Het Verwijzingsportaal Bankgegevens is geïnitieerd naar aanleiding van aanstaande Europese wetgeving waarin de verplichting is opgenomen tot centrale en geautomatiseerde gegevensontsluiting van identificerende gegevens tussen opsporingsdiensten en bank- en betaalinstellingen. Op 5 juli 2016 heeft de Europese Commissie een voorstel ingediend ter wijziging van de Vierde Anti-witwasrichtlijn. Deze wijziging wordt ook wel “de Vijfde Anti-witwasrichtlijn” genoemd.[5] Op 15 december heeft de Europese Commissie een persbericht gepubliceerd dat het Europees Parlement en de Europese Raad overeenstemming hebben bereikt over dit nieuwe voorstel.[6] De beoogde inwerkingtreding van deze wetgeving en daarmee (als het goed is) van het Verwijzingsportaal Bankgegevens is 1 juli 2019.

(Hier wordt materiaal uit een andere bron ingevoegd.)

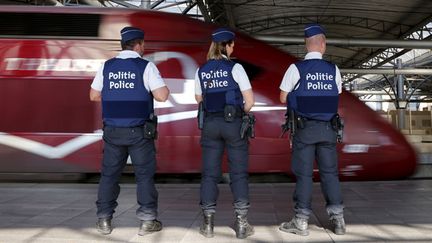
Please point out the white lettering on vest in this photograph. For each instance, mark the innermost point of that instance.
(121, 85)
(319, 76)
(121, 75)
(120, 80)
(319, 86)
(212, 79)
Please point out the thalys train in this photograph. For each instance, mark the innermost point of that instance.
(49, 56)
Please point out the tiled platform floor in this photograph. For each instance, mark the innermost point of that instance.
(390, 211)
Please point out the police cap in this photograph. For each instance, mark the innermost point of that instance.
(313, 29)
(222, 34)
(131, 33)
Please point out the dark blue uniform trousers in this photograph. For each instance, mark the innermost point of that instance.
(317, 140)
(216, 136)
(119, 143)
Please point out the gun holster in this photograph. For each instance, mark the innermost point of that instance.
(230, 113)
(201, 115)
(338, 125)
(150, 127)
(247, 128)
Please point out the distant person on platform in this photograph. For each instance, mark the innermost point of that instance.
(224, 106)
(312, 87)
(126, 85)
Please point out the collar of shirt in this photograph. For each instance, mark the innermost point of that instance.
(128, 54)
(313, 55)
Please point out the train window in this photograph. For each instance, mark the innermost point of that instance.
(251, 69)
(45, 24)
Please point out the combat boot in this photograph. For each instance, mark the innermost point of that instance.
(103, 225)
(338, 225)
(242, 227)
(149, 226)
(296, 226)
(207, 226)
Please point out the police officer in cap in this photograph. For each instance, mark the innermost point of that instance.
(127, 85)
(224, 88)
(312, 87)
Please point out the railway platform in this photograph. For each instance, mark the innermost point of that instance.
(377, 211)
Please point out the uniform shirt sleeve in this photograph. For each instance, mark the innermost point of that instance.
(152, 77)
(290, 79)
(97, 83)
(198, 90)
(240, 76)
(338, 80)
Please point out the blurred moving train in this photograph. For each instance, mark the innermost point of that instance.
(49, 55)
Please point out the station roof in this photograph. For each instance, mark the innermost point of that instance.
(367, 19)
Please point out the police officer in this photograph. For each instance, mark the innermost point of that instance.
(126, 85)
(224, 88)
(313, 87)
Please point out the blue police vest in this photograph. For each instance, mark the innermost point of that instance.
(218, 85)
(125, 100)
(316, 94)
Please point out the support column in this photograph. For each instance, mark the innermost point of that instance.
(400, 99)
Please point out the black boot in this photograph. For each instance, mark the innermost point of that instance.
(296, 226)
(207, 226)
(242, 227)
(149, 226)
(338, 225)
(103, 225)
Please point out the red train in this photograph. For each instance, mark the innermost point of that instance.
(49, 55)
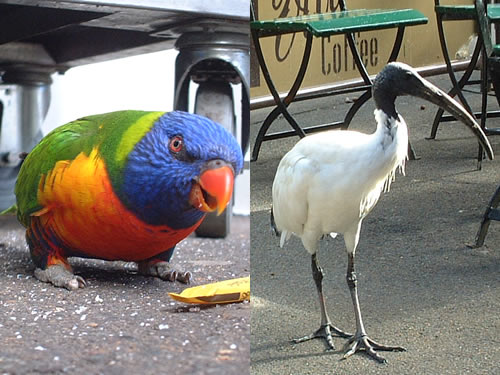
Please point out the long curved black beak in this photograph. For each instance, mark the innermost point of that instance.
(435, 95)
(400, 79)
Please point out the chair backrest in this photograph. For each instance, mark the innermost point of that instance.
(484, 25)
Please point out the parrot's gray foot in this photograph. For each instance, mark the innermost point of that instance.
(60, 276)
(363, 342)
(164, 271)
(324, 332)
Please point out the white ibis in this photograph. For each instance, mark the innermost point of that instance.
(328, 182)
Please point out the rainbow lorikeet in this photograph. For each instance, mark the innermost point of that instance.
(126, 185)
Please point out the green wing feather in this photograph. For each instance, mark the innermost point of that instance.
(113, 134)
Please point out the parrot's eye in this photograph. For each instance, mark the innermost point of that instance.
(176, 144)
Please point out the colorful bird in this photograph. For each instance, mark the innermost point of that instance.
(328, 182)
(126, 185)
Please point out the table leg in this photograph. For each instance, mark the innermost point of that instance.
(461, 83)
(281, 104)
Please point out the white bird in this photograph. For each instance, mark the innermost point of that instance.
(328, 182)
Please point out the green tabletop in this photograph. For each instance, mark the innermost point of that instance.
(341, 22)
(466, 12)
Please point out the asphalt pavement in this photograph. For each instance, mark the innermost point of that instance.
(420, 285)
(123, 323)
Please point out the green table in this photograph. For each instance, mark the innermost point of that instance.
(323, 25)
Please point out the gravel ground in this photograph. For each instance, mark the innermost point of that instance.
(123, 323)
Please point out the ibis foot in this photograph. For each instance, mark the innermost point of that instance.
(60, 276)
(369, 346)
(324, 332)
(164, 271)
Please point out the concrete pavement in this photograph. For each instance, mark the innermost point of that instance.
(420, 286)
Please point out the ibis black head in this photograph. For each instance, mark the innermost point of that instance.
(398, 79)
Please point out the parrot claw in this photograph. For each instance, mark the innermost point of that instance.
(60, 276)
(164, 271)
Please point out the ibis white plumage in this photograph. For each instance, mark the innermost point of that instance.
(328, 182)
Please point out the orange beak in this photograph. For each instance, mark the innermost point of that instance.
(213, 189)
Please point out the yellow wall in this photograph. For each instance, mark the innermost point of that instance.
(331, 60)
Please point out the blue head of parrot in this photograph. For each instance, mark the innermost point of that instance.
(182, 168)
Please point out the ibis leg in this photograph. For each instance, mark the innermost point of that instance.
(360, 340)
(326, 329)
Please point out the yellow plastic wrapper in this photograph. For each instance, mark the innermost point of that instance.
(228, 291)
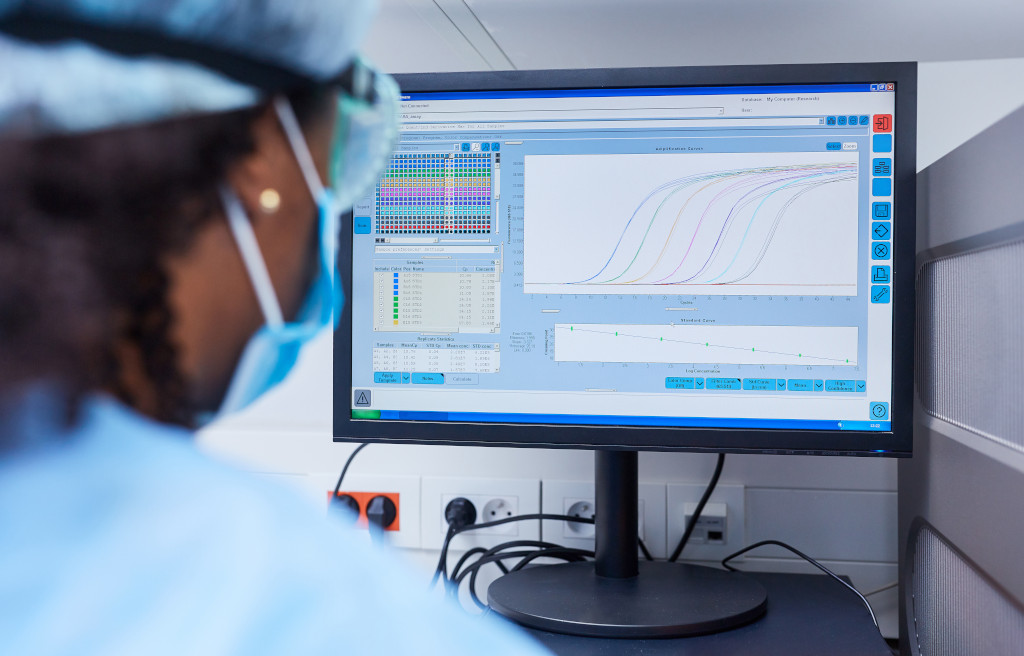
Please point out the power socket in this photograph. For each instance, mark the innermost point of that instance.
(403, 490)
(493, 497)
(488, 509)
(577, 497)
(712, 527)
(723, 514)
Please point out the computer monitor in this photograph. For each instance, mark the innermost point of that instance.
(705, 259)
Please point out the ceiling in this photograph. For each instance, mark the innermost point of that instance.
(464, 35)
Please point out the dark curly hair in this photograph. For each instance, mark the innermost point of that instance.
(85, 224)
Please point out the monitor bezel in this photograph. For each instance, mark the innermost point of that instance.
(897, 442)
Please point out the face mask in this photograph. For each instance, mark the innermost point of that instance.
(364, 143)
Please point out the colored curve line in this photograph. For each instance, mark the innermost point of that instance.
(837, 360)
(751, 185)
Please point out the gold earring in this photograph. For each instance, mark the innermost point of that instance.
(269, 201)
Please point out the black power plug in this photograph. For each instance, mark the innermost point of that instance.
(381, 512)
(344, 503)
(460, 513)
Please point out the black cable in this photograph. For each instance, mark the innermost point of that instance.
(442, 561)
(485, 552)
(341, 477)
(690, 525)
(643, 548)
(725, 564)
(466, 557)
(441, 570)
(571, 555)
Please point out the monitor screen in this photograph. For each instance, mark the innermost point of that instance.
(712, 259)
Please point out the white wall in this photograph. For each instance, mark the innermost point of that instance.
(843, 510)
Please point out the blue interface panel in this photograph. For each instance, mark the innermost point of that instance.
(692, 257)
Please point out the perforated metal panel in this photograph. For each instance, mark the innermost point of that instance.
(971, 342)
(954, 611)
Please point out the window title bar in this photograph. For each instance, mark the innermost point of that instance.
(637, 91)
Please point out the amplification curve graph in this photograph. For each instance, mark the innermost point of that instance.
(701, 223)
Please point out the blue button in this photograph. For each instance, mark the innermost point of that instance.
(428, 379)
(839, 386)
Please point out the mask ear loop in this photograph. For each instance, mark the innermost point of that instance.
(242, 230)
(293, 132)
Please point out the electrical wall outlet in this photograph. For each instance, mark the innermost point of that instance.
(577, 497)
(721, 526)
(493, 498)
(402, 490)
(712, 527)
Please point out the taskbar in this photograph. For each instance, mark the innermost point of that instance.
(624, 420)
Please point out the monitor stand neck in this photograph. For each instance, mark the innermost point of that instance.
(616, 596)
(616, 500)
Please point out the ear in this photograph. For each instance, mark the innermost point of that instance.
(271, 165)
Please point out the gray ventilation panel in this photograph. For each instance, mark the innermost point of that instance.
(955, 611)
(971, 342)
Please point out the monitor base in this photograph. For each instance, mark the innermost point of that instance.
(665, 600)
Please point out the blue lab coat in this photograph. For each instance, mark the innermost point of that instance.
(118, 536)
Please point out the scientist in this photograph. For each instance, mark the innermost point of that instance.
(171, 174)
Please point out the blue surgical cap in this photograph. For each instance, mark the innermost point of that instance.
(80, 66)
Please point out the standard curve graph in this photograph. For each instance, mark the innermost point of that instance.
(796, 345)
(781, 223)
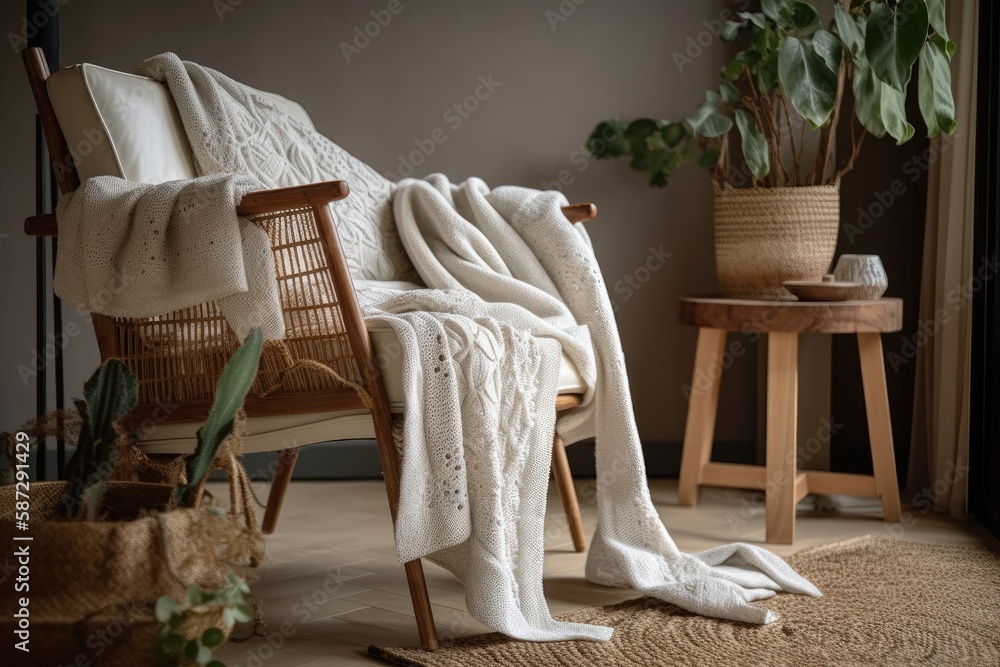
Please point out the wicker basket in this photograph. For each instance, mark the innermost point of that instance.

Vooruitlopend op deze nieuwe wetgeving starten ABN AMRO, Bunq, Nationale Politie, FIOD, Belastingdienst, Justid/IBO en het Ministerie van Justitie en Veiligheid met een pilot op 1 mei 2018 voor enkele maanden om het Verwijzingsportaal te testen. Dit alles met het doel witwassen, fraude en andere vormen van criminaliteit beter te kunnen voorkomen en op te sporen!
Voor meer informatie over het Verwijzingsportaal Bankgegevens zie de volgende brochure.
[1] De opsomming van wetsartikelen op basis waarvan gegevens gevorderd/bevraagd kunnen worden bij banken is niet limitatief.
[2] In artikel 126nc WvSv is opgenomen dat een opsporingsambtenaar in geval van een verdenking van een misdrijf de verstrekking van identificerende gegevens mag vorderen. In de Aanwijzing opsporingsbevoegdheden (Staatscourant 2014, nr. 24442) op pagina 23 staat echter dat indien een dergelijke vordering wordt verstrekt ten aanzien van een financiële dienstverlener de hulpofficier van justitie, of in geval van een bijzondere opsporingsdienst, de teamleider, de vordering toetst op proportionaliteit en subsidiariteit. Vervolgens wordt de vordering schriftelijk door de hulpofficier van justitie of teamleider gedaan.
[3] Denk bijvoorbeeld aan saldo- en transactiegegevens, gebruikte bankpassen, gemachtigden tot de bankrekeningen etc.
[4] Denk bijvoorbeeld aan stukken voor het aanvragen van een hypothecaire lening, camerabeelden, informatie met betrekking tot sealbagstortingen etc.
[5] Voorstel tot wijziging van Richtlijn (EU) 2015/849 inzake de voorkoming van het gebruik van het financiële stelsel voor het witwassen van geld of terrorismefinanciering en tot wijziging van Richtlijn 2009/101/EG.
[6] De overeenstemming moet nog formeel worden bekrachtigd door het Europese Parlement en de Europese Raad.